Es casi media noche. Solo, en la sala de mi casa, apago las luces y sigo un ritual que aprendí de mi padre, cuando se instalaba en su sillón reclinable, ponía a funcionar el tocadiscos y levitaba en la oscuridad con las notas de Claro de luna, de Ludwig van Beethoven.
Eran los años sesenta. El servidor público honesto y trabajador leía el periódico, miraba la televisión y afinaba a la perfección los matices del blanco y negro en los dos o tres canales existentes. Cerca de las once, cuando todos nos íbamos a dormir, él ejercía a deshoras la liturgia del hombre bueno que guardaba en soledad su atado de penas ocultas y lágrimas escondidas.
Me sirvo una copa de vino. He aprendido a degustar este elixir mientras mi esposa y mis hijos duermen. Utilizo los audífonos y aprecio la música con una tecnología superior a la que disfrutaba mi viejo. Los instrumentos se escuchan con fidelidad; hasta el roce de las cuerdas en el mástil de una guitarra, se percibe con nitidez. Las melodías me invaden, brotan mis lágrimas al tenor de las notas musicales y me permito llorar sin pudor, como en el cine, donde acostumbro anclar mi corazón de náufrago en una butaca.
El prolongado trance del confinamiento nos ha vuelto más sensibles, proclives a explorar en el alma propia y en el dolor del prójimo el drama de la desocupación, la escasez del pan en tantos hogares, la zozobra entre el golpe contundente del martillo y la danza macabra de puertas metálicas que cierran implacables, en un mar de incertidumbre.
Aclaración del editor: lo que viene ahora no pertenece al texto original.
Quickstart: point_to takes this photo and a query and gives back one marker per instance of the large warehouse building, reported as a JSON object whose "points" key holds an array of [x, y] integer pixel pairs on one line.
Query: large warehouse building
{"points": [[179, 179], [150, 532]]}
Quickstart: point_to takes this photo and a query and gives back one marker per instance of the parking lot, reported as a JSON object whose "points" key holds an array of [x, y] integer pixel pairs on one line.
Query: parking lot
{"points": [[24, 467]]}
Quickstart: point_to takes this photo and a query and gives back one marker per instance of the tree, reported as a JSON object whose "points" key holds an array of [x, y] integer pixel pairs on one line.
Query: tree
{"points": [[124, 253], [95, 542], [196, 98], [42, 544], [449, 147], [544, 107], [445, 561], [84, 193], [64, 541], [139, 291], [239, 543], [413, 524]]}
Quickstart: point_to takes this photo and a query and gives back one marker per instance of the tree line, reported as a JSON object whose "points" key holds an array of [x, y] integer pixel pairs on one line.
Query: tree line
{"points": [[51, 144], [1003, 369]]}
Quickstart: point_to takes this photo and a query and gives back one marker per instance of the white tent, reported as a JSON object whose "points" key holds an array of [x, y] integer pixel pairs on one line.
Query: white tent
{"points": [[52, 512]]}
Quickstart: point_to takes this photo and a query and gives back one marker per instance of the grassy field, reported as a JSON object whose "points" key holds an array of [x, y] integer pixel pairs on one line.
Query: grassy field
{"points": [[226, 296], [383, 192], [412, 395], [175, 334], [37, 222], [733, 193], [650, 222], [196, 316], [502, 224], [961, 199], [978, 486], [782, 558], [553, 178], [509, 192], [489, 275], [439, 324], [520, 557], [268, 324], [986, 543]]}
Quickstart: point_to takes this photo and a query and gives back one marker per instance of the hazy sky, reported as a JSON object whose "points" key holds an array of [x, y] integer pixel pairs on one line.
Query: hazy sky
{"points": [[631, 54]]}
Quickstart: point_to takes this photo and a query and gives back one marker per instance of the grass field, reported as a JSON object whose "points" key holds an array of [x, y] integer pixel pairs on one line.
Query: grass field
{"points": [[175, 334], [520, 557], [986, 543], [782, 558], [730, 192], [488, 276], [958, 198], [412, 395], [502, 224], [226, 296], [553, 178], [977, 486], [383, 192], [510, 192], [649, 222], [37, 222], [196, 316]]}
Cada fin de mes, los jubilados digitamos ansiosos la clave en el cajero automático temerosos de que, a la vuelta de la siguiente hoja del calendario, la leyenda de fondos insuficientes nos convierta en el viejo militar que espera inútilmente su pensión de guerra, trama de El coronel no tiene quien le escriba de Gabriel García Márquez, el escritor sempiterno.
Esta noche escucho, en la voz y el prodigio de Mercedes Sosa, la canción Alfonsina y el mar, que describe la trágica muerte de la poetisa Alfonsina Storni. Aunque he oído en decenas de oportunidades esa pieza, compuesta porAriel Ramírez y Félix Luna, la expresión que dice: Bájame la lámpara un poco más…", me retrotrae a una imagen de mi infancia.
Fue una tarde al regresar de la escuela cuando sorprendí a mi madre llorando en su habitación. Al acercarme, en un vano intento de disimular, ella me pidió que bajara la luz de su lámpara en la mesita de noche. Era la época en que los varones no podían llorar y las mujeres sufrían calladamente; tampoco los padres comunicaban a los hijos sus prolongadas tristezas, ni siquiera las pequeñas alegrías. Así, la letra de una canción que conozco al dedillo me hizo recordar, no sé por qué, la borrosa escena de dolor en una tarde lejana de mi niñez.
Me agrada el vino tinto. Antes prefería el rosado o el blanco, hasta que descubrí que el vino tinto deja un sabor a sangre en la garganta. Sangre y madera. Con esa sensación seca en el paladar y la evocación de aquella tenue luz vespertina, ahora que el tiempo de pandemia evidencia que el final nos podría sorprender, antes de lo previsto, si eso ocurriera, pediría con humildad a quien acompañe el último aliento de mi existencia: “Bájame la lámpara un poco más; déjame que duerma, nodriza en paz”.